Juntos frente a los conflictos

A fines del año pasado, Augusto e Irene celebraron 50 años de matrimonio. Esta pareja, con cuatro hijos y 10 nietos, disfruta ahora satisfecha de haber mantenido firme la unidad de su hogar.

A pesar de los problemas, lo importante para ellos ha sido seguir luchando siempre juntos por la unidad y el compromiso familiar, según comenta Henry, uno de sus hijos, que ahora busca inculcar esa misma actitud en su hogar.

Si bien algunos estudios observan una tendencia creciente de los divorcios, hay muchas parejas que están logrando vencer los obstáculos y preservar su matrimonio, en ciertos casos “hasta que la muerte los separe”.

Diálogo permanente, respeto mutuo y mucha tolerancia y comprensión son factores esenciales para lograr ese objetivo, coinciden en afirmar cuatro profesionales, entre sicólogos y sexólogos.

En opinión del sicólogo Javier Villa, un matrimonio requiere una dedicación mutua permanente. En ese sentido, cree que desde el primer día de casados, la pareja debe preocuparse por sacar adelante su nuevo hogar y esforzarse por comprender, apoyar y enamorar a su cónyuge.

“Si todos los días nos preocupamos de regar la plantita del amor, además de ver que tenga suficiente luz, aire, buena tierra, protección contra peligros externos, es muy probable que se convierta en un árbol fuerte que dure toda la vida”, ejemplifica.

Villa cree que los problemas de la vida cotidiana, las ocupaciones y la rutina pueden ‘enfriar’ la relación de la pareja, por ello enfatiza en cuidar los detalles.
“El novio y la novia no dejan de tener detalles románticos el uno con el otro: en el matrimonio esto no tiene por qué cambiar. La vida nos lleva a olvidarnos de enamorar a nuestra pareja con gestos y palabras de cariño. El creer que tengo a mi pareja ‘comprada’ para siempre es un error”, enfatiza.


Unidas
María y Héctor ya cumplieron 40 años de matrimonio y el optimismo que aún mantienen cada vez que organizan alguna actividad, contagia a todos los que comparten un tiempo con ellos.
Según explican, la paciencia y la buena voluntad e inteligencia para hallar soluciones en familia son fundamentales para sobrellevar los conflictos que se cruzan en el camino de una pareja. Agregan que una adecuada planificación y ahorro ayudan también a evitar cualquier roce por temas de manejo del dinero del hogar.
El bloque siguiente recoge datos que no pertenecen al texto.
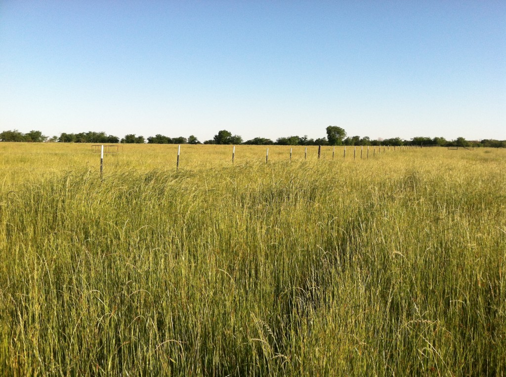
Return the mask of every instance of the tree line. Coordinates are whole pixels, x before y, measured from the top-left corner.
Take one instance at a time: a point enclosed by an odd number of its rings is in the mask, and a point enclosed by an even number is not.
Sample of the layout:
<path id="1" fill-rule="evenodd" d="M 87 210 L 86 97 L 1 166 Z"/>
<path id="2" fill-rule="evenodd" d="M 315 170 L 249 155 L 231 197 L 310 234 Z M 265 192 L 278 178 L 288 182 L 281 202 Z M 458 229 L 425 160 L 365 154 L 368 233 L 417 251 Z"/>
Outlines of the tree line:
<path id="1" fill-rule="evenodd" d="M 307 135 L 278 137 L 273 140 L 266 137 L 257 137 L 244 141 L 239 135 L 233 135 L 227 130 L 221 130 L 214 137 L 201 143 L 194 135 L 188 137 L 182 136 L 171 137 L 157 134 L 147 138 L 135 134 L 129 134 L 120 139 L 113 135 L 108 135 L 104 132 L 94 132 L 78 133 L 63 132 L 59 136 L 52 137 L 45 136 L 40 131 L 31 130 L 23 133 L 18 130 L 10 130 L 0 132 L 0 142 L 24 142 L 28 143 L 59 142 L 59 143 L 91 143 L 96 144 L 219 144 L 249 145 L 282 145 L 282 146 L 439 146 L 441 147 L 487 147 L 506 148 L 506 140 L 483 139 L 480 140 L 468 140 L 463 137 L 457 137 L 454 140 L 447 140 L 444 137 L 429 137 L 417 136 L 409 140 L 400 137 L 388 139 L 371 139 L 368 136 L 349 136 L 344 129 L 338 126 L 329 126 L 325 129 L 326 137 L 313 139 Z"/>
En Bolivia, son muchas las parejas que se mantienen unidas para toda la vida, según coincidieron en afirmar los analistas sin precisar cifras. No obstante, observan que el porcentaje de divorcios sigue siendo alto, lo que preocupa por el daño que causa.

“Un divorcio daña sobre todo a los hijos, pues las heridas que quedan son muy difíciles de curar. Los niños luego tienen que lidiar no solo con sus padres separados, sino con las nuevas parejas de estos”, puntualiza Villa.

La sicóloga Arminda Carrasco considera que las parejas que duran menos tiempo de casados tienden a tener una visión más individualista. Por el contrario, los matrimonios más duraderos involucran a personas muy comprometidas con su relación, pues “dejan pasar” los problemas priorizando la unidad de su hogar.

Las múltiples ocupaciones que ahora tienen tanto el hombre como la mujer los obliga a estar más tiempo fuera de casa y eso también puede afectar la relación, añade. Asimismo, indica que las responsabilidades en el hogar hoy son cada vez mayores.

No obstante, Carrasco afirma que si bien suena idílico pensar en una pareja unida para siempre, hoy es una realidad. “Solo se necesita amor, una mezcla de compromiso y de honestidad”, dice.

Considera que los aspectos a cuidar en una relación de pareja son sencillos. Entre ellos mantener una comunicación frecuente y respetuosa, mostrar preocupación por todo lo que le pasa a su pareja, compartir responsabilidades en casa, admitir los errores y no volver a cometerlos.

Asimismo cree que es importante mantener el buen humor para ahuyentar los problemas.


Juntos pero sin amor
En otro contexto, existen muchas parejas que siguen casadas por varios motivos menos por amor, lo que acarrea efectos negativos.
“A veces los une solo una dependencia económica o afectiva. O bien siguen juntos solo por costumbre, por el qué dirán, por valores religiosos, por los hijos o por cobardía”, lamenta Javier Villa.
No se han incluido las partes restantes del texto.